257 salariés concernés
 
Moetai Brotherson était lui aussi présent mercredi matin avec les grévistes, assistant impuissant, en compagnie des deux députés Le Gayic et Chailloux, à l'annulation du vol vers la Nouvelle-Zélande. “Il faut que l'on arrive à un terrain d'entente sur lequel tout le monde peut sortir gagnant”, a indiqué le président de la Polynésie française. “J'ai demandé à ce que l'on me refasse les calculs. Une hausse de 30% correspondrait à un budget supplémentaire de 695 millions de francs.” Une somme qui semble bien au-delà de ce que peut sortir la compagnie au tiare.
 
Ça fait trop longtemps que l'on attend”, s'est exclamée, mercredi matin, Magali Juventin. Pourtant, Michel Monvoisin, p-dg d'Air Tahiti Nui, a assuré qu'il y avait eu “plus d'une quinzaine de réunions ces dernières semaines”. Questionné sur le timing de cette grève, la porte-parole du mouvement a assuré ne pas avoir “attendu que le Tavini arrive au pouvoir”.
 
Magali Juventin a indiqué que les grévistes ont fait une proposition à hauteur de 417 millions de francs pour revaloriser la rémunération des 257 salariés concernés. Les négociations entre la direction et les syndicats durent “depuis mars”, selon Magali Juventin. Le 12 juin, les syndicalistes d'ATN avaient fait part de “malaise social avec la direction”.
 
Deux vols étaient prévus mercredi soir et les passagers étaient invités à se présenter à l'embarquement, sans certitude de voir leur avion décoller.

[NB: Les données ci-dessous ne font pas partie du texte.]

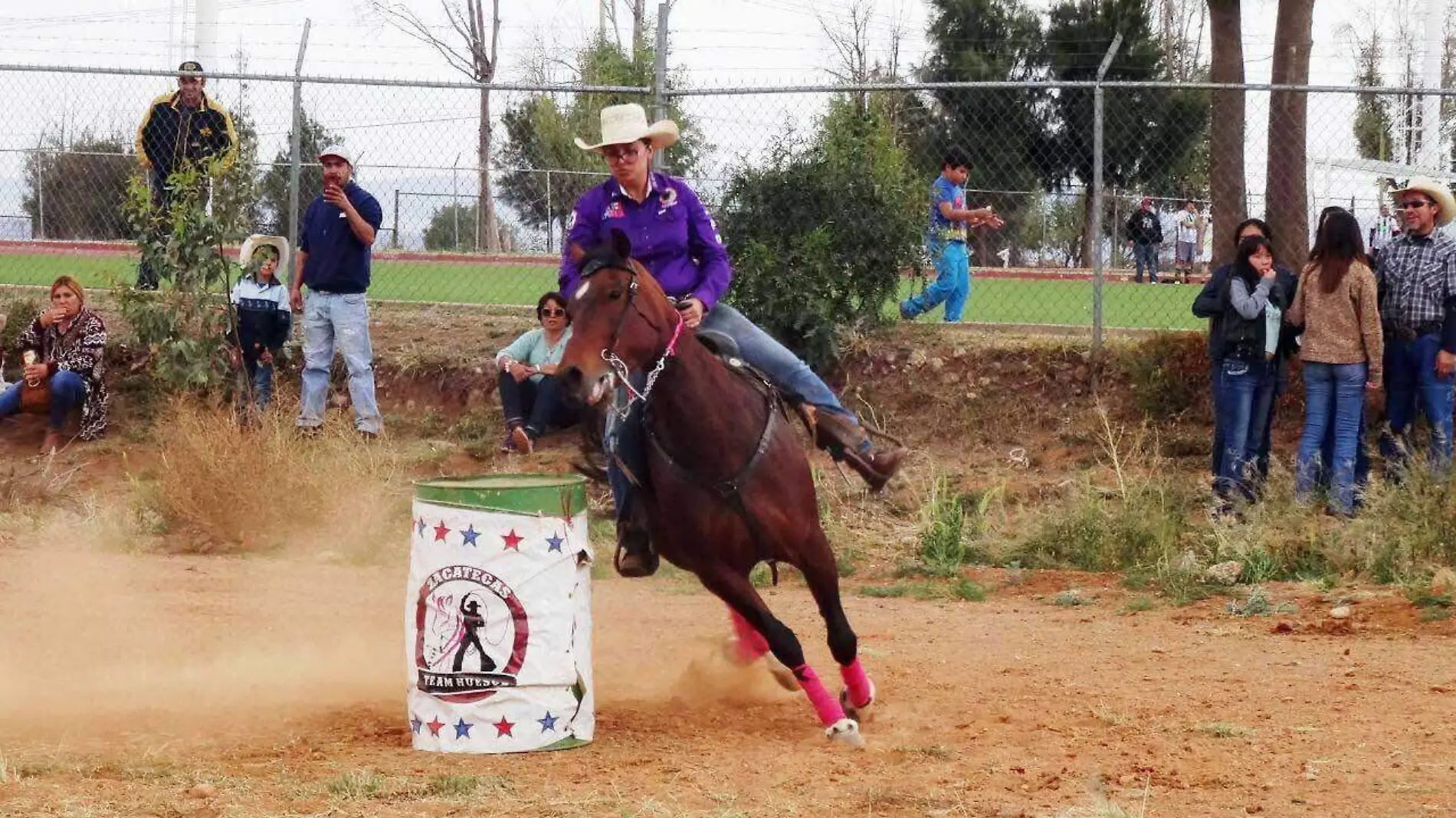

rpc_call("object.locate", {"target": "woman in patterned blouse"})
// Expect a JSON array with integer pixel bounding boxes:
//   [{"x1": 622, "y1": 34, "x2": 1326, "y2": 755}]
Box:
[{"x1": 0, "y1": 275, "x2": 110, "y2": 454}]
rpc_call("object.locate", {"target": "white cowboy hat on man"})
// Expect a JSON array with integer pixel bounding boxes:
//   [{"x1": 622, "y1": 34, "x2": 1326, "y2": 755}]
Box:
[
  {"x1": 1391, "y1": 176, "x2": 1456, "y2": 227},
  {"x1": 576, "y1": 102, "x2": 677, "y2": 153}
]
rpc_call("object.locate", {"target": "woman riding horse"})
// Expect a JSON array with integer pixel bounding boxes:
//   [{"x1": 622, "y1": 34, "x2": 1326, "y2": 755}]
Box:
[{"x1": 561, "y1": 103, "x2": 906, "y2": 577}]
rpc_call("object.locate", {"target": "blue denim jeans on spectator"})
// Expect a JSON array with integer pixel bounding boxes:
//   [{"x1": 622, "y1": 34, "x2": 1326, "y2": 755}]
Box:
[
  {"x1": 299, "y1": 291, "x2": 383, "y2": 434},
  {"x1": 1294, "y1": 361, "x2": 1366, "y2": 514},
  {"x1": 603, "y1": 303, "x2": 867, "y2": 519},
  {"x1": 1215, "y1": 358, "x2": 1278, "y2": 499},
  {"x1": 900, "y1": 241, "x2": 971, "y2": 322},
  {"x1": 1380, "y1": 333, "x2": 1453, "y2": 469},
  {"x1": 0, "y1": 370, "x2": 86, "y2": 430},
  {"x1": 1133, "y1": 243, "x2": 1158, "y2": 284}
]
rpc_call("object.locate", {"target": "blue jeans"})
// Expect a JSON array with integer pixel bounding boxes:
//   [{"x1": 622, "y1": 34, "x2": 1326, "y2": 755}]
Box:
[
  {"x1": 1294, "y1": 361, "x2": 1366, "y2": 514},
  {"x1": 1215, "y1": 358, "x2": 1278, "y2": 499},
  {"x1": 1380, "y1": 333, "x2": 1453, "y2": 469},
  {"x1": 238, "y1": 361, "x2": 272, "y2": 411},
  {"x1": 299, "y1": 291, "x2": 383, "y2": 434},
  {"x1": 1133, "y1": 243, "x2": 1158, "y2": 284},
  {"x1": 900, "y1": 241, "x2": 971, "y2": 322},
  {"x1": 0, "y1": 370, "x2": 86, "y2": 430},
  {"x1": 603, "y1": 303, "x2": 867, "y2": 519}
]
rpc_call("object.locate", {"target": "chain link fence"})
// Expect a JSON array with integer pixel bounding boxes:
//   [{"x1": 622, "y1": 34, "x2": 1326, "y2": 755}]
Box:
[{"x1": 0, "y1": 59, "x2": 1456, "y2": 335}]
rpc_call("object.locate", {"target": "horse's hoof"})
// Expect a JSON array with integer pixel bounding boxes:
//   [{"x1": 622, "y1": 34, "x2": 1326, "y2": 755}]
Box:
[
  {"x1": 767, "y1": 653, "x2": 799, "y2": 693},
  {"x1": 824, "y1": 719, "x2": 865, "y2": 750},
  {"x1": 838, "y1": 682, "x2": 875, "y2": 723}
]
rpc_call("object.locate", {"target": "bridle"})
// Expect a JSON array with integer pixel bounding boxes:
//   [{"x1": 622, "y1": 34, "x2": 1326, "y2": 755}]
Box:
[{"x1": 581, "y1": 259, "x2": 683, "y2": 420}]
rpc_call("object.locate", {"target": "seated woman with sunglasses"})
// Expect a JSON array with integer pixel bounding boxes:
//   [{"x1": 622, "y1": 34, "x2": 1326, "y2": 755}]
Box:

​8,1 milliards et des contradictions

En dehors des revendications salariales des PNC, le gouvernement de la Polynésie française est gêné dans sa marge de manœuvre dans le conflit social d'Air Tahiti Nui. En effet, en 2021, le Pays a octroyé une subvention de 8,1 milliards de francs pour sauver la compagnie et tous les emplois à ATN. Cette subvention a fait l'objet d'une convention avec une contrepartie de la compagnie de ne pas augmenter la masse salariale (sauf par obligation d'embauche due à l'activité), et contraint à l'exigence économique.
De fait, le P-d-g de la société, Michel Monvoisin, ne peut pas conventionnellement répondre aux demandes des PNC sauf à contrevenir à la convention. Seul l'actionnaire majoritaire a le pouvoir de déroger à la règle et donner son accord, décidé en conseil d'administration. Problème, remarquait-on mercredi, les représentants du Pays n'ont pas encore été nommés. Il est donc impossible pour la direction de convoquer un conseil d'administration et d'acter une quelconque décision d'augmentation de salaire. Le faire serait contraire à la convention et placerait le Pays en droit de demander le remboursement de la subvention des 8,1 milliards de francs.
De par leurs fonctions, le président Moetai Brotherson, Steve Chailloux et Tematai Legayic étaient mercredi, par leur simple soutien aux revendications des grévistes, en contradiction… avec eux-mêmes.
 
Bertrand Prévost

​La CPMPE crie à l'irresponsabilité

Dans un communiqué publié mercredi 5 juillet sur les réseaux sociaux, la confédération des petites et moyennes entreprises (CPME) a sorti les armes lourdes pour dénoncer le mouvement de grève des PNC au sein de la compagnie Air Tahiti Nui. Elle y dépeint un mouvement de grève “pour prendre à la gorge, la direction, les passagers, les hôtels, les pensions, les prestataires, etc. …Bref tous les Polynésiens.”
Sur les revendications syndicales, là encore, la pilule ne passe pas auprès du syndicat des patrons en pleine saison. “C’est donc sans aucun scrupule et hors de tout entendement qu’une demande d’augmentation de 30% des salaires est à l’origine de ce chantage organisé. Même si nous pouvons être sensibles au travail effectué par les personnels navigants, et la pénibilité de leur métier, nous ne pouvons accepter qu’elle se fasse sous la pression d’un chantage syndical corporatiste organisé pendant une période si importante pour le tourisme polynésien”, ponctue le communiqué.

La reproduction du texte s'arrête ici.